Radlweg in der Mitte: Gefährliches Pflaster für Radfahrer?

Ein tödlicher Fahrradunfall hat in München eine Diskussion losgetreten: Wie sicher sind Fahrradwege, die zwischen den Autospuren liegen? Das Mobilitätsreferat deutet an, bei neuen Radwegen künftig wieder auf die klassische Variante setzen zu wollen.

Über dieses Thema berichtet: Abendschau am .

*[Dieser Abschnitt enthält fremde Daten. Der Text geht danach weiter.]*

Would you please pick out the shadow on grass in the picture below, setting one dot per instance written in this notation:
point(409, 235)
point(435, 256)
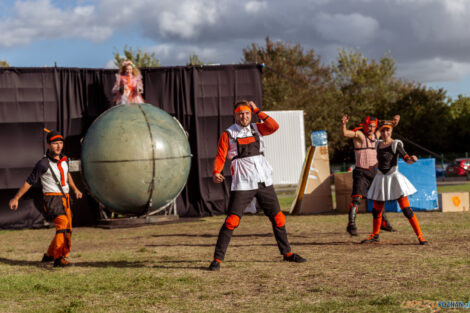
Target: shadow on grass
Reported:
point(48, 265)
point(25, 263)
point(253, 244)
point(234, 235)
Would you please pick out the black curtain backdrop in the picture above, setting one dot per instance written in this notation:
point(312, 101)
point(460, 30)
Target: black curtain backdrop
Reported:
point(69, 99)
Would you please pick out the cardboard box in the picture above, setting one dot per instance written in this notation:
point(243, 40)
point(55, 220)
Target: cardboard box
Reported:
point(343, 191)
point(454, 202)
point(314, 190)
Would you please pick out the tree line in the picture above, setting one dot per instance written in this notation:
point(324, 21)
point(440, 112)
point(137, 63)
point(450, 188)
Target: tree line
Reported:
point(295, 79)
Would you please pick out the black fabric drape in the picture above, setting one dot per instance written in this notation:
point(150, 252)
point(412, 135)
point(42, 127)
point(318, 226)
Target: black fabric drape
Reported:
point(69, 99)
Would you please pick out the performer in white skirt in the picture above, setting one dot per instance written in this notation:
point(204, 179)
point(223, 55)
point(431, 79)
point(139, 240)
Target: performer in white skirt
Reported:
point(389, 184)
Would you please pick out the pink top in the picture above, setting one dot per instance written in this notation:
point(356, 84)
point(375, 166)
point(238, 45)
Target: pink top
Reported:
point(131, 88)
point(366, 155)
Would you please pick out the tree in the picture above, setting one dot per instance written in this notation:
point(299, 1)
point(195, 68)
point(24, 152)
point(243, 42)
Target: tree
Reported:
point(459, 126)
point(296, 80)
point(138, 57)
point(425, 119)
point(365, 88)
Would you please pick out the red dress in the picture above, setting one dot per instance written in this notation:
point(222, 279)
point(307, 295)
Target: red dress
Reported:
point(128, 89)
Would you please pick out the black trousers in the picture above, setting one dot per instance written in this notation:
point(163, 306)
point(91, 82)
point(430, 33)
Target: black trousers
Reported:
point(239, 200)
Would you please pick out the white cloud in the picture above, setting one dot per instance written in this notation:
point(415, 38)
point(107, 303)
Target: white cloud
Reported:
point(435, 70)
point(173, 54)
point(429, 38)
point(354, 29)
point(185, 20)
point(255, 6)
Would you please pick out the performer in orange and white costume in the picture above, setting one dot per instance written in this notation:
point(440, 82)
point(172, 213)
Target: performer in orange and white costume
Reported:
point(52, 172)
point(128, 87)
point(390, 184)
point(243, 144)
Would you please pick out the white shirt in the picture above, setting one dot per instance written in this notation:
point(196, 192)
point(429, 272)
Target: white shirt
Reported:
point(247, 172)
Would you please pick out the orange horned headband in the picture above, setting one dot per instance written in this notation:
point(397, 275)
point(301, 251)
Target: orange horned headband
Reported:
point(242, 108)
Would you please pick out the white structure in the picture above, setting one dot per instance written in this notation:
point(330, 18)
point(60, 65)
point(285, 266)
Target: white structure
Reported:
point(285, 149)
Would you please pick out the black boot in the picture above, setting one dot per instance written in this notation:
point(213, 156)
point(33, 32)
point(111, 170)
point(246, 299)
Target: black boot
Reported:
point(385, 224)
point(215, 266)
point(46, 258)
point(352, 229)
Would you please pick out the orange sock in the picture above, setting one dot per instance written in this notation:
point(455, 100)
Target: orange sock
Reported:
point(415, 224)
point(377, 221)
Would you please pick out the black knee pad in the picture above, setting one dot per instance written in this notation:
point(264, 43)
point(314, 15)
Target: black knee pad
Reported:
point(376, 213)
point(408, 212)
point(356, 201)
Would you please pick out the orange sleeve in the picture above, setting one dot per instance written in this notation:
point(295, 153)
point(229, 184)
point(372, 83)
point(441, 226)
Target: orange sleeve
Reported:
point(268, 126)
point(222, 149)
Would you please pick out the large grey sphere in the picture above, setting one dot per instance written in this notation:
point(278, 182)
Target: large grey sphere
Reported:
point(133, 155)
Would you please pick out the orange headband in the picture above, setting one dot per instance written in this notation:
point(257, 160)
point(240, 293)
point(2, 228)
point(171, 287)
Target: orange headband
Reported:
point(55, 137)
point(242, 108)
point(386, 126)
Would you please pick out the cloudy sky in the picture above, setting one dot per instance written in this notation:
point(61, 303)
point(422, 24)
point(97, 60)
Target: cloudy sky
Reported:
point(430, 39)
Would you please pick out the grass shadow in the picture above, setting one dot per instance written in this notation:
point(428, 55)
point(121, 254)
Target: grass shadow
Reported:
point(24, 263)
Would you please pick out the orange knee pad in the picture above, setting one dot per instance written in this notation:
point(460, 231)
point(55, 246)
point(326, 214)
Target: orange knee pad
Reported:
point(232, 222)
point(280, 219)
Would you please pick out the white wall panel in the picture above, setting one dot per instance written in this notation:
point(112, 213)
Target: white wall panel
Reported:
point(285, 149)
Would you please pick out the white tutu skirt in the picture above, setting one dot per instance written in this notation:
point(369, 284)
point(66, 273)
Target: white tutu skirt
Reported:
point(390, 187)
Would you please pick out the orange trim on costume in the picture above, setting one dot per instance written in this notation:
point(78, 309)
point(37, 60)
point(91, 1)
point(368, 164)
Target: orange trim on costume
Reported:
point(403, 202)
point(242, 108)
point(61, 170)
point(232, 222)
point(55, 194)
point(269, 125)
point(222, 149)
point(280, 219)
point(55, 137)
point(246, 140)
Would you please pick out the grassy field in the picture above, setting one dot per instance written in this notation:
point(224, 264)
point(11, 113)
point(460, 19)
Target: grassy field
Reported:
point(162, 268)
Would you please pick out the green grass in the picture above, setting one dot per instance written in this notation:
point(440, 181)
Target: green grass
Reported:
point(454, 188)
point(161, 268)
point(285, 199)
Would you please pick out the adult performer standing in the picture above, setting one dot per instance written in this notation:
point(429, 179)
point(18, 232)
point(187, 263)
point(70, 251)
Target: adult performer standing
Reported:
point(52, 171)
point(390, 184)
point(364, 139)
point(128, 86)
point(243, 144)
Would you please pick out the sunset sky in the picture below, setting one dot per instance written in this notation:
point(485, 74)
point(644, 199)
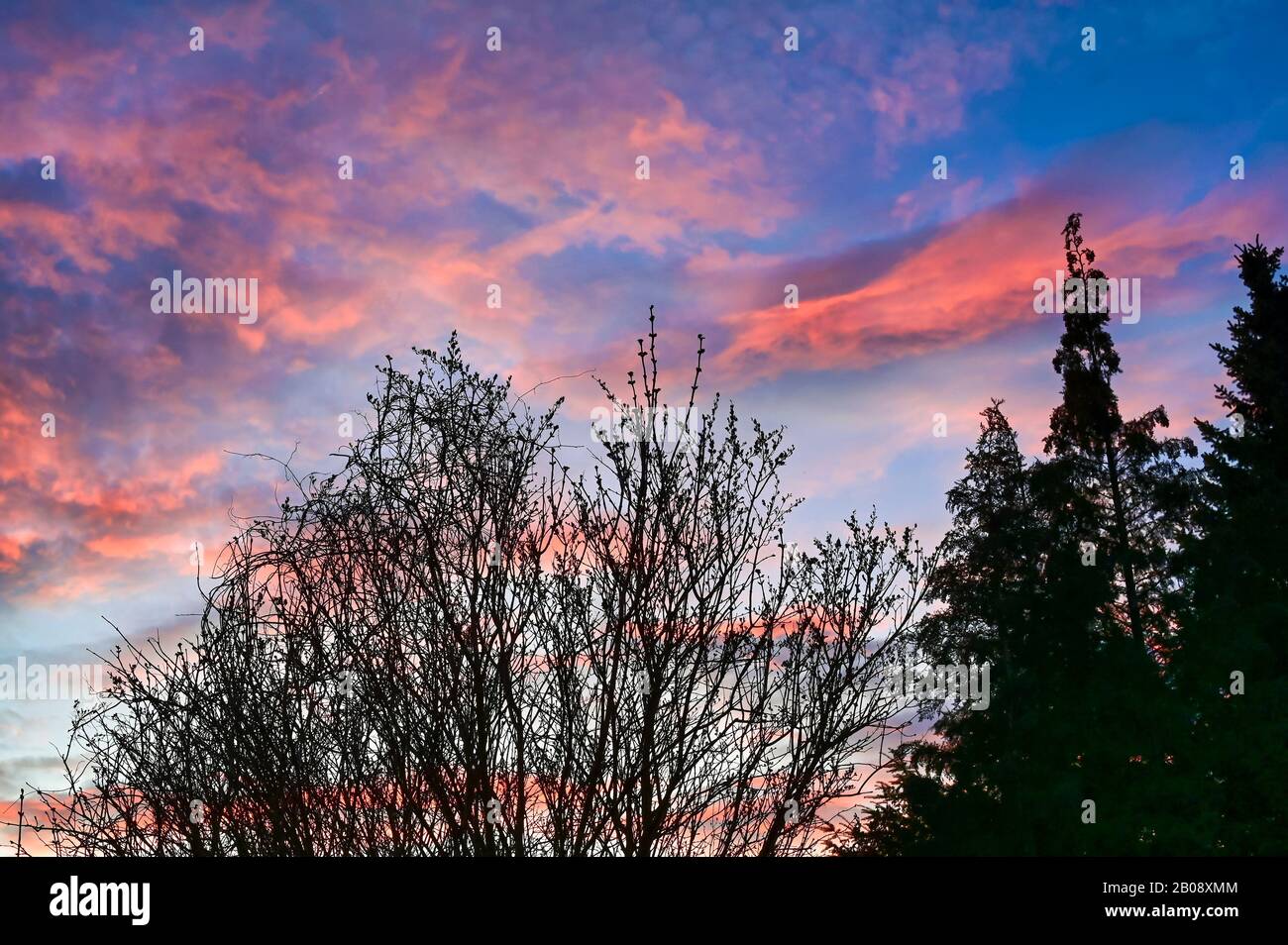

Links und rechts Autofronten, vorne und hinten kreuzen Autos und Lastwagen – und mittendrin ein rot markierter Fahrradweg. Auf diesem Streifen sollen Radfahrer über die Kreuzung der Kreiller- und Bajuwarenstraße im Münchner Stadtteil Trudering kommen. Wer die Stelle eine Weile beobachtet, sieht mehrere Radfahrer, die statt auf dem Fahrradstreifen auf dem Fußweg fahren. Und die, die sich auf die Straße zwischen die Autospuren wagen, sind froh, wenn sie es heil über die Kreuzung geschafft haben: "Ehrlich gesagt habe ich Angst, wenn ich da fahre, weil von beiden Seiten Autos kommen", sagt eine Truderinger Radfahrerin, "da muss man richtig aufpassen". Ein anderer Radler sagt: "Besser wäre ein Fahrradweg am Rand, weil es dann nicht so gefährlich wäre."

Tödlicher Unfall bei Spurwechsel tritt neue Diskussion los

Ende April erfasste ein Lkw-Fahrer genau an dieser Kreuzung beim Spurwechsel über den Radweg eine Radfahrerin. Die 65-Jährige erlag noch am Unfallort ihren Verletzungen. Während an der Truderinger Kreuzung noch ein Blumenstrauß, Kerzen und ein weiß lackiertes Fahrrad von dem Unglück zeugen, hat der Unfall eine Diskussion in München losgetreten: Sind die sogenannten Radfahrstreifen in Mittellage – also Radwege mit Autospuren auf beiden Seiten – eine sichere Lösung, um den Verkehr zwischen Auto- und Fahrradfahrern zu regeln?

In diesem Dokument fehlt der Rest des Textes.